Clustering by GMM and DBSCAN

Introduction

The file BikeDay.Rdata contains information on the bike-sharing rental service in Washington D.C., USA, corresponding to years 2011 and 2012. This file contains only one data frame, day, with 731 rows (one for each day of years 2011 and 2012, that was a leap year) and 16 columns:

  • instant row index, going from 1 to 731
  • dteday date
  • season (1:spring, 2:summer, 3:fall, 4:winter)
  • yr year (0: 2011, 1:2012)
  • mnth 1 for January, until 12 for December
  • holiday weather day is holiday or not
  • weekday day of the week (0 Sunday to 6 Saturday)
  • workingday if day is neither weekend nor holiday is 1, otherwise is 0
  • weathersit:
  • 1: Clear, Few clouds, Partly cloudy, Partly cloudy
  • 2: Mist + Cloudy, Mist + Broken clouds, Mist + Few clouds, Mist
  • 3: Light Snow, Light Rain + Thunderstorm + Scattered clouds, Light Rain + Scattered clouds
  • 4: Heavy Rain + Ice Pallets + Thunderstorm + Mist, Snow + Fog
  • temp Normalized temperature in Celsius. The values are divided to 41 (max)
  • atemp Normalized feeling temperature in Celsius The values are divided to 50 (max)
  • hum Normalized humidity. The values are divided to 100 (max)
  • windspeed Normalized wind speed. The values are divided to 67 (max)
  • casual count of rental bikes by causal users (not registered)
  • registered count of rental bikes by registered users.
  • cnt count of total rental bikes (casual + registered)

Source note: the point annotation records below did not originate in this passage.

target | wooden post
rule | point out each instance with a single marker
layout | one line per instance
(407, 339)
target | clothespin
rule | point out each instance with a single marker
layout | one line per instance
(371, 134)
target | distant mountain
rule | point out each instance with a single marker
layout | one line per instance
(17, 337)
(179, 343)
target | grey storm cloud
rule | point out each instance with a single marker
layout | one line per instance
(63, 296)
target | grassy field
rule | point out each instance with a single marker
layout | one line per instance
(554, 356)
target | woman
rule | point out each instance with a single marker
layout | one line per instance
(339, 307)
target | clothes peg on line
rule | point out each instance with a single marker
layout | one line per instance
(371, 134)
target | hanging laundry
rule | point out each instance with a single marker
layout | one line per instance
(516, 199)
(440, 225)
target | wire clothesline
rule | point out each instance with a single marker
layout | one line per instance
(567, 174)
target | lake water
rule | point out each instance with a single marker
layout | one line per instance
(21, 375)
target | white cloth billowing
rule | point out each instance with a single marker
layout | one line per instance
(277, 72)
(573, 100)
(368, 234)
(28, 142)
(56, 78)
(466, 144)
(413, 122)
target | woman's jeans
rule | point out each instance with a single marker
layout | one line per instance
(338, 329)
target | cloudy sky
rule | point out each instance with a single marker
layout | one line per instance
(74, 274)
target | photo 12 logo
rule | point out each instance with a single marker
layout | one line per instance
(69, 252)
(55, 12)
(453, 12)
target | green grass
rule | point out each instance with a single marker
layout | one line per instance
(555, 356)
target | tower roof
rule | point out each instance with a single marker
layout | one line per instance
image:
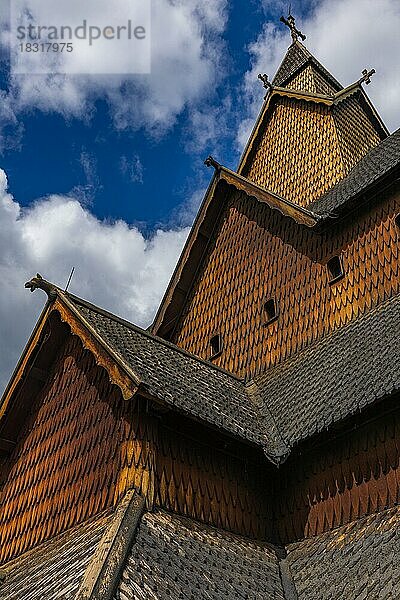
(297, 59)
(311, 131)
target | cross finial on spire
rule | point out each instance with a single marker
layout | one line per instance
(291, 23)
(366, 76)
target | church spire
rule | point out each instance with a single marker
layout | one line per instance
(291, 23)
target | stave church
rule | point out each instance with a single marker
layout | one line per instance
(247, 444)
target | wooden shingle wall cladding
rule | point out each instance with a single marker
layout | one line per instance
(331, 485)
(82, 447)
(224, 485)
(309, 80)
(298, 156)
(305, 148)
(72, 459)
(257, 254)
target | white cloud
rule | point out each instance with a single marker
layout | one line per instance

In particular we are interested in the joint distribution of temp and casual for year 2012:

Plots

plot(day$cnt, type="l", col=8) # timeseries plot
points(day$cnt, col=day$season, pch=19, cex=.5)

plot(day$temp, type="l")

plot(day$temp, day$cnt)

plot(day$temp, day$cnt, col=day$yr+1)

selected <- which((day$season==2) &(day$yr==1))
plot(day$registered[selected], type="l", col=8, 
    main="Spring 2012", ylab="Registered Users", xlab="Day")
points(day$registered[selected], col=day$workingday[selected]+1, pch=19)

boxplot(day$registered~day$weekday)

Implementation

  1. Use library mclust for the following task. Do a model based clustering of these data assuming a Gaussian Mixture Model, allowing varying volume, shape, and orientation for different components in the mixture. Choose \(k_{BIC}\), the best number of clusters \(k\in\{2,\ldots,6\}\) according to BIC.
    Plot the resulting object from Mclust (do 4 different graphics: BIC, classification, uncertainty and density).
load("./BikeDay.Rdata")
X <- as.matrix(day[day$yr==1,c(10,14)])
rng=2:6
GMM <- Mclust(X,G=rng, modelNames = "VVV")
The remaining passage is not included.